2016 UCLA Graduate Scholarship Recipient
University of California Los Angeles | School of Nursing
My name is Karen Pascual and for as long as I can remember I have sought opportunities to help others. It began when I was a child and I wandered into the convalescent hospital on the corner of my street. The staff and residents saw my desire to help and gave me a volunteer name badge and small tasks to do like wheeling patients to and from rooms and serving refreshments. For the next several years I spent a lot of my free time there. Throughout my lifetime I have participated in numerous community and global service projects. I regularly serve at the Samaritan Center, (the homeless center in my community) and have volunteered my time serving at many other community organizations, as well as participated in several global mission trips. As a UCLA nursing student I volunteered at community health fairs with APA, FISH, and the Latino Health Club, and served as a board member for the Oncology Nursing Club (ONC) and Global Action in Nursing (GAIN).
After graduating with my BS in Physiological Science from UCLA in 2002, I hoped to become a physician. When I was not accepted to medical school, I fell back on research as an alternate way of giving back to society. However, serving others has always been where I found my deepest satisfaction and I began to feel more and more burdened by the lack of time I was able to commit to it.

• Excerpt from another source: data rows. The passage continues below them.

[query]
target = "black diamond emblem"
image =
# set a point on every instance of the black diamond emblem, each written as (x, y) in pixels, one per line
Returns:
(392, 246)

A career in health care was something I had dreamed of for a long time, but with my family relying on me for income and health insurance, returning to school seemed impossible. When my mother became ill in 2012 and later died, I realized how much of an impact the registered nurses had on her outcome and quality of care. That experience gave me the motivation I needed to go back to school to complete my prerequisites and apply to the MECN (Master’s Entry Level Clinical Nurse) program at UCLA
All of my experiences led me to a career in nursing where I felt I could gain a unique skill set to serve others. My experience so far has confirmed for me that I made the right choice. As a scientist, I love learning and being able to apply the pathophysiology and pharmacology I have learned; as a humanitarian, I love the opportunity to help and advocate for others during their most vulnerable times; and as a caregiver, I love serving others, providing comfort and making their day just a little bit better if I can.
My education at UCLA has strengthened my leadership skills, opened my mind to health disparities I didn’t know existed, and has equipped me with the knowledge and resources to lead change. My service in countries like Uganda and the Dominican Republic have made me realize what a privilege it is to live in a country like the United States that invests in education, for I have also realized that education is the key to success. I am also very grateful to organizations like the Bonnie A. C. Lee Fang Foundation for investing in my education and making it possible for me to realize my dream of becoming a nurse.